In: Economics
You're the manager of Archer-Daniels Midland Company (ADM). ADM uses corn to produce high fructose corn syrup (HFCS) and corn oil (e.g., Mazola). Assume that the production of corn oil is positively related to the production of oil. Write out a cost function and show that there are cost complementarity and economies of scope in the production of HFCS and corn oil.
Based on the solution to the last question, assume that you would like to increase production of HFCS and corn oil. You have decided to add night-shift to the production of these two products. The justification you have given your boss is that adding the night-shift does not increase fixed costs in the short-run. Based on economic theory, explain your justification.
Cost function for producing HFCS =>
C = f ( price of corn oil, price of oil )+ Fixed cost
There is cost complementarity and economies of scope in production of HFCS and corn oil because HFCS is also produced from corn and corn oil is also produced from corn. From corn, corn oil is produced and from corn oil, HFCS is produced. So both HFCS and corn oil should be produced together. Economies of scope here would be that cost of producing both together will be less than if they both are produced separately. Cost complementarity is that both HFCS and corn oil are produced from corn.
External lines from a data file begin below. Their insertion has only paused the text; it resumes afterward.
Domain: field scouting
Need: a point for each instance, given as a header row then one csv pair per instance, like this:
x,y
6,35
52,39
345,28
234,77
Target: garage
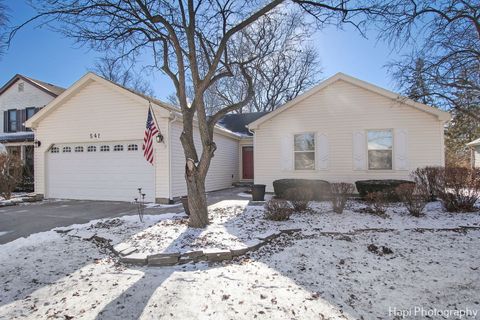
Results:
x,y
99,171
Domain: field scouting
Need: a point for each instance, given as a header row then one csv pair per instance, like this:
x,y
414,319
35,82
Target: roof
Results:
x,y
46,87
237,122
88,78
20,136
474,143
441,115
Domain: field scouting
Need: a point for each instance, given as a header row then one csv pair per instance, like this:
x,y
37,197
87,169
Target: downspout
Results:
x,y
172,118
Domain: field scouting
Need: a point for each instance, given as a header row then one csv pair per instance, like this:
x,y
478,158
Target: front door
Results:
x,y
247,163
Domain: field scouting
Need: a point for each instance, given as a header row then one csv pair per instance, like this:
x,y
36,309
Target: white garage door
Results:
x,y
99,171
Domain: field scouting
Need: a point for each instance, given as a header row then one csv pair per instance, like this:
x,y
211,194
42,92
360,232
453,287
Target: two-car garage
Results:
x,y
98,171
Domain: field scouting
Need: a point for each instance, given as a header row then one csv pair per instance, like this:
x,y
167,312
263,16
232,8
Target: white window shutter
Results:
x,y
287,152
322,151
359,151
400,147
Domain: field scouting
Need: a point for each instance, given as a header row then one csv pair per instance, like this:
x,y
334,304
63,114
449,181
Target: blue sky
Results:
x,y
48,56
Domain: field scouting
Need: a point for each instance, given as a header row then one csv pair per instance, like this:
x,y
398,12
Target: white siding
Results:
x,y
31,96
339,111
97,108
223,169
476,156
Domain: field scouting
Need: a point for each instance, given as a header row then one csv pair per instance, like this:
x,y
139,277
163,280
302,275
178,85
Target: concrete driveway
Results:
x,y
25,219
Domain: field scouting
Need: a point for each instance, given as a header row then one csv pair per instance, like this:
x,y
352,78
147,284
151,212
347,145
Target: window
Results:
x,y
12,120
29,112
304,149
132,147
380,146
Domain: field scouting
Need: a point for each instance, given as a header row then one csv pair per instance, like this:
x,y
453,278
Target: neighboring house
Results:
x,y
90,146
475,152
344,130
20,98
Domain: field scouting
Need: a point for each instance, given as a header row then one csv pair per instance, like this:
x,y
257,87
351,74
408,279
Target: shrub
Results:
x,y
299,198
340,193
459,188
11,173
277,210
320,189
387,187
414,197
428,179
377,203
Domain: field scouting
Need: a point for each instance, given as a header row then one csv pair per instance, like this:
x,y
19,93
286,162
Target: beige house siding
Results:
x,y
476,156
223,168
98,109
337,112
31,96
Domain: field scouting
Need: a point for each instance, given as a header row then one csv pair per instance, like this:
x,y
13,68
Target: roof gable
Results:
x,y
81,84
441,115
48,88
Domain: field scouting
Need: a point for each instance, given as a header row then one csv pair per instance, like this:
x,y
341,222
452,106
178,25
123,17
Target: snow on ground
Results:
x,y
308,275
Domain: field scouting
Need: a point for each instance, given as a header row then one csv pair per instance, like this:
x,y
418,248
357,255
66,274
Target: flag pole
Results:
x,y
154,116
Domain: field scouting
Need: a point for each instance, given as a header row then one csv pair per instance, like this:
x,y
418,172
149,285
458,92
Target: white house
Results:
x,y
20,98
344,130
90,146
475,153
89,141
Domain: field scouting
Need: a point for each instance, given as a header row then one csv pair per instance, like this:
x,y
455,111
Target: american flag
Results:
x,y
150,133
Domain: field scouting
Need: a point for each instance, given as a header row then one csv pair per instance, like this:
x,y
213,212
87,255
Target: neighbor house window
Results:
x,y
304,149
12,120
380,146
29,112
132,147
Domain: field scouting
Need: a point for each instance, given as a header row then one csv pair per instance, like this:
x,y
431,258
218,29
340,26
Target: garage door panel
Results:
x,y
100,175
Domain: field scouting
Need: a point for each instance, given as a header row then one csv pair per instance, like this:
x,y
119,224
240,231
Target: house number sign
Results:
x,y
94,135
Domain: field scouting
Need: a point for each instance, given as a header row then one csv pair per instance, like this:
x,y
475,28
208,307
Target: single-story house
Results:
x,y
20,98
89,141
344,130
89,146
475,153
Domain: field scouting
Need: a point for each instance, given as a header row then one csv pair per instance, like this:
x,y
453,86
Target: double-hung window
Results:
x,y
304,151
380,149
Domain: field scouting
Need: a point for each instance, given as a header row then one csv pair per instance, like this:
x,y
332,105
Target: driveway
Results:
x,y
23,220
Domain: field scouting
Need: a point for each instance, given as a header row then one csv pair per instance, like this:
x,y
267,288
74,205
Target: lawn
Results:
x,y
339,266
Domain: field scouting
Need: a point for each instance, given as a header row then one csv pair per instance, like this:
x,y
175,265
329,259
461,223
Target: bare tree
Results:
x,y
293,66
3,24
446,37
196,44
115,70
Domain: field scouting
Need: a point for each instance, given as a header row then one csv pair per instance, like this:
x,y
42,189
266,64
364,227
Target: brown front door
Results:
x,y
247,163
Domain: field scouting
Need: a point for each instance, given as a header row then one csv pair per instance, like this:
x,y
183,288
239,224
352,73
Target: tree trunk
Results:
x,y
197,200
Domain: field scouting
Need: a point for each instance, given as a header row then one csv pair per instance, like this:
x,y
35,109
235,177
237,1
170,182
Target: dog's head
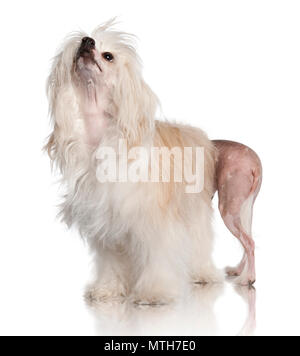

So now if we want to increase production of corn oil and HFCS, then we can add night shift to the production of these two products. It does not increase fixed costs in the short run. Both these products need corn as the common material. If night shift is added, we dont need to pay the rent separately for the night. So in this case fixed cost is not increased. Instead we can produce more. Both these products need corn. There are Economies of scope.